To address the high computational cost of full student model retraining when teacher models must comply with data deletion requests (e.g., under GDPR) in knowledge distillation, this paper proposes PURGE. Our method introduces three key innovations: (i) a novel component-mapping mechanism that decomposes teacher outputs into data-dependent components, each independently removable; (ii) an incremental multi-teacher collaborative distillation strategy enabling partitioned isolation and verifiable unlearning of teacher influence; and (iii) integration of SISA-style data sharding with localized student parameter updates, permitting updates only to affected submodules. We theoretically prove that PURGE significantly reduces unlearning complexity. Experiments demonstrate that, while maintaining accuracy comparable to standard distillation, PURGE achieves targeted forgetting of specified teacher-side training data by updating only a small fraction of student parameters.

Growing data privacy demands, driven by regulations like GDPR and CCPA, require machine unlearning methods capable of swiftly removing the influence of specific training points. Although verified approaches like SISA, using data slicing and checkpointing, achieve efficient unlearning for single models by reverting to intermediate states, these methods struggle in teacher-student knowledge distillation settings.

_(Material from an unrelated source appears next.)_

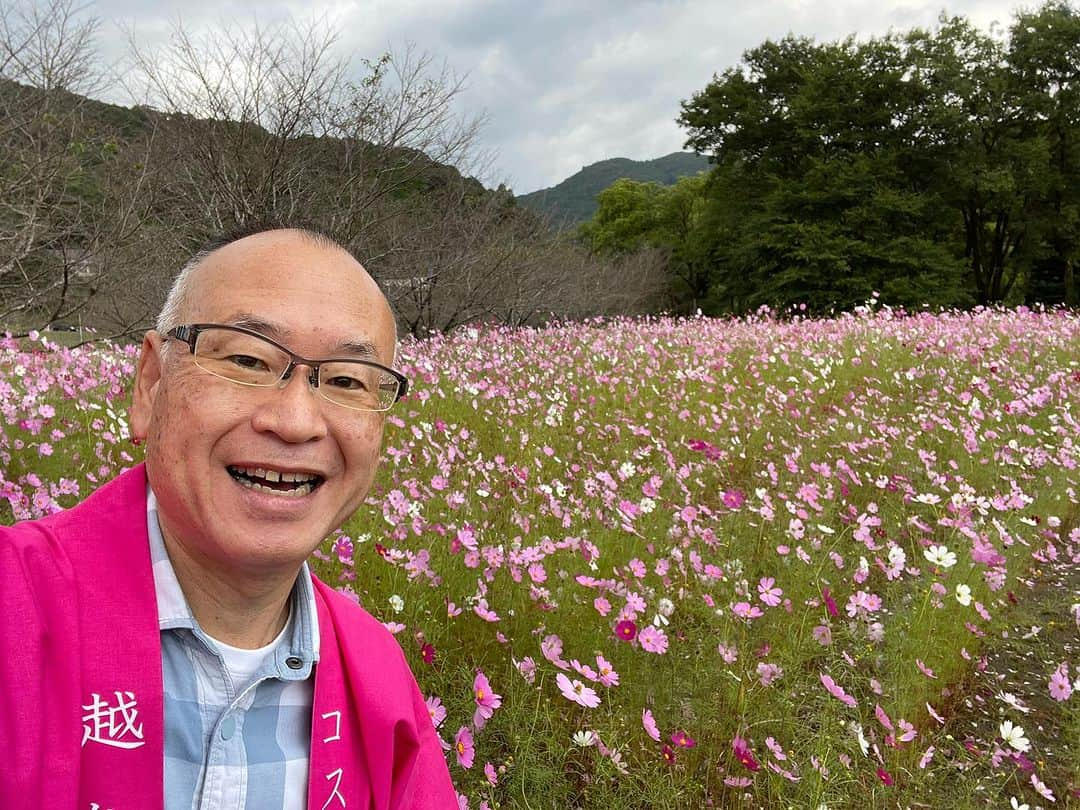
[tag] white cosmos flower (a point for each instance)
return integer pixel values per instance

Unlearning in the teacher typically forces costly, complete student retraining due to pervasive information propagation during distillation. Our primary contribution is PURGE (Partitioned Unlearning with Retraining Guarantee for Ensembles), a novel framework integrating verified unlearning with distillation. We introduce constituent mapping and an incremental multi-teacher strategy that partitions the distillation process, confines each teacher constituent's impact to distinct student data subsets, and crucially maintains data isolation. The PURGE framework substantially reduces retraining overhead, requiring only partial student updates when teacher-side unlearning occurs. We provide both theoretical analysis, quantifying significant speed-ups in the unlearning process, and empirical validation on multiple datasets, demonstrating that PURGE achieves these efficiency gains while maintaining student accuracy comparable to standard baselines.